Friday, February 27, 2009

Search and destroy missions for your bugs

Pop quiz, hotshot.  You're new on the job, you have a million lines of code that you've never looked at before, and there's a bug.  It's doing something really bad, like taking five minutes to load and then displaying a blank screen.  Your boss has some vague idea of what the program should show, or used to show, but it's not doing that.  The most specific instruction you can get is "make it look like this" or worse, "just fix it."  What do you do??

Take a deep breath.  First of all, don't be intimidated by the size of the code.  It really doesn't matter.  The whole program may have a million lines, but you can be sure it's not actually doing a million things when it tries to run your specific command.  Think of the million lines of code as locations on an extremely detailed map.  If you want to find a street in Austin, you won't get very far by carefully reading every street name on the whole Austin map.  Instead, you want to narrowly focus on the specific path your program takes when you execute your command.

In a nutshell, you are a detective.  A crime has been committed: a bug has murdered the effective execution of your program.  You know that the perpetrator went from point A (the beginning of the program) to point B (the place where the program is misbehaving).  Your first task is to follow a trail of clues and find the suspect.  After you know where the error occurred, the last part of your job -- move the suspect into custody by making your program do what it's supposed to -- is relatively easy.

Let me talk math for a minute.  I'm going to solve a puzzle live in this post.  I have a large number: let's pick 987,654.  I want to know what is the square root of this number to the nearest integer, but I'm not allowed to just hit the square root buttonon my calculator.  Instead, I can only pick a number and multiply it to see if my answer is right.  How will I find the answer?

I'll indent my solution in the next several paragraphs so you can see where the rest of the post continues.  Think of how you might solve it before reading on.

We could brute-force it with trial and error.  1*1 = 1.  Nope.  2*2 = 4.  Nope.  3*3 = 9.  Nope.  And so on.  This could take a while.

Let's be smarter about this.  We want to get CLOSE to the number and then home in from there.  So let's start with an educated guess.  About what order of magnitude is my number?  987654 is pretty close to a million, and it's easy to figure out the square root of 1000000: it's 1000.  (Just cut the number of decimal places in half.)  So we know the answer is less than 1000.

Is it 900?  900*900 = 810,000.  Too small.  Let's pick a bigger number.  Go halfway up, we get 950.

950*950 = 902,500.  Still too small.  Let's try 990.

990*990 = 980100.  Hey, we're getting closer!  But it's still too small.  How about 995?

995*995 = 990025.  Now it's too big, but just a little bit.

At this point we know that it's between 990 and 995, so let's just step backwards from 995 until we find it.

994*994 = 988036.  Too big.
993*993 = 986049.  Too small.

Ah ha!
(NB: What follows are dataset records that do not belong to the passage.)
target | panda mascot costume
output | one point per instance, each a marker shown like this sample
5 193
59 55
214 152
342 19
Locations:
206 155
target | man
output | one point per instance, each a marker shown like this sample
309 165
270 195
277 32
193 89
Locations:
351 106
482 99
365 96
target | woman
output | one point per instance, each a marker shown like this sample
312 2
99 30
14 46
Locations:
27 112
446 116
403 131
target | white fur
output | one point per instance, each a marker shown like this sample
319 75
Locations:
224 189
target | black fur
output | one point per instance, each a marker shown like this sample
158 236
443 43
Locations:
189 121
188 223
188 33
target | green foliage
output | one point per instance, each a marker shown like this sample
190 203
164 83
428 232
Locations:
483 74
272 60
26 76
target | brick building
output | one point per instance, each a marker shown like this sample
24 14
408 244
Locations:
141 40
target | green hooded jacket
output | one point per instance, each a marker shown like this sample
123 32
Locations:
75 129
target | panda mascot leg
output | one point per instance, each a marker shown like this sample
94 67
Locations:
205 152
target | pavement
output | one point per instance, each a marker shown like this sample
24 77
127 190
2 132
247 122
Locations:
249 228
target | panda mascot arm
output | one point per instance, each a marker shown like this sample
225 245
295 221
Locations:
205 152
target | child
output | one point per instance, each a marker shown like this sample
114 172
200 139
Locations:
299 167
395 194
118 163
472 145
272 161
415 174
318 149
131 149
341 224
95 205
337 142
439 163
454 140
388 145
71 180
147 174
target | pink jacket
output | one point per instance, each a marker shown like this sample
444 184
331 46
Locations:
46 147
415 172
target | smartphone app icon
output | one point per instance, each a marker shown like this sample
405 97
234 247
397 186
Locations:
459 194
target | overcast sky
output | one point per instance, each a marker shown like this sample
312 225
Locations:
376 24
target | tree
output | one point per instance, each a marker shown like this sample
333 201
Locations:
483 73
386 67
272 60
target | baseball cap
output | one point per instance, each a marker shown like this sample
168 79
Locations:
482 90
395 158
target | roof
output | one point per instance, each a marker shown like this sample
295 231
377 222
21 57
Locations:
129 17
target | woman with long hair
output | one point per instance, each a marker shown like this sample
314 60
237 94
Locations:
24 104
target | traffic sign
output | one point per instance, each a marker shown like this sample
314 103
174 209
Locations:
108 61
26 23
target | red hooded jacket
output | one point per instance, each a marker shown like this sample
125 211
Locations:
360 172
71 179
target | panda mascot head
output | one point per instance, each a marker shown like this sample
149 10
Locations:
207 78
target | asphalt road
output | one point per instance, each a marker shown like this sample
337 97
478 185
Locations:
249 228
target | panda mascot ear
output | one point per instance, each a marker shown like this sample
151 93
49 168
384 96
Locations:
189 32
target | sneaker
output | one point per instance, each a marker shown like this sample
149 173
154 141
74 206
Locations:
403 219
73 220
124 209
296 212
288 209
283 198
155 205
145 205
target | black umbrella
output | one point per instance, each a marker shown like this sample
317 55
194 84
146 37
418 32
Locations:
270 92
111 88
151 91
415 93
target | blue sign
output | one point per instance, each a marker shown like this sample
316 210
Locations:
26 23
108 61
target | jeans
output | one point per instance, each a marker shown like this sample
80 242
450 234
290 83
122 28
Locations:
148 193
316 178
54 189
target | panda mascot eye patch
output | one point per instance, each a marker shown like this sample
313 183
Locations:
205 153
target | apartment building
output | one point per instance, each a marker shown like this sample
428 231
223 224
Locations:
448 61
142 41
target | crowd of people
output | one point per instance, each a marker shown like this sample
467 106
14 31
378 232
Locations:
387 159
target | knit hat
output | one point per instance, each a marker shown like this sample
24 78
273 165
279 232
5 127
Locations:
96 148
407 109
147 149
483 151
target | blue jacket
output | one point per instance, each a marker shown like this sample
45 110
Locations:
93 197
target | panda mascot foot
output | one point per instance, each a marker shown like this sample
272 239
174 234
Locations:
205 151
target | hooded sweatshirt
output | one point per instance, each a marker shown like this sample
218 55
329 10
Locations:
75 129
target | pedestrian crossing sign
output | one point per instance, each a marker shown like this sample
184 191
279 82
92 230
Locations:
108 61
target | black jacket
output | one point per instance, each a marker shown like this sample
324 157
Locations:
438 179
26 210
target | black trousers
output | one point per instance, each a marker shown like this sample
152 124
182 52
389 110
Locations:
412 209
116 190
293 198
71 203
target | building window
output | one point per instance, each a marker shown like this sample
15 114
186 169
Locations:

We've found the answer!  We know that the square root of 987654 is more than 993 and less than 994.  In other words, it's 993 point something.  If we wanted to, we could keep playing this game to guess more places after the decimal.  But I said that we'd only go to the nearest integer, so "993 point something" is good enough.

Let me check with the calculator now that we've settled on an answer:
sqrt(987654) = 993.808.  See?  I was right.

I've just demonstrated something very much like Newton's Method of approximation.  Instead of brute forcing the solution by walking through every possible number, we started in a likely spot and quickly converged on an answer.  Now, what insight does this give into debugging?

Figure out a likely entry point for your code.  For instance, if your program errors out when you click the button that says "Display all prices" then search all your files for the exact string "Display all prices".  If it only exists in one place, you've got a location to start looking, and you're off.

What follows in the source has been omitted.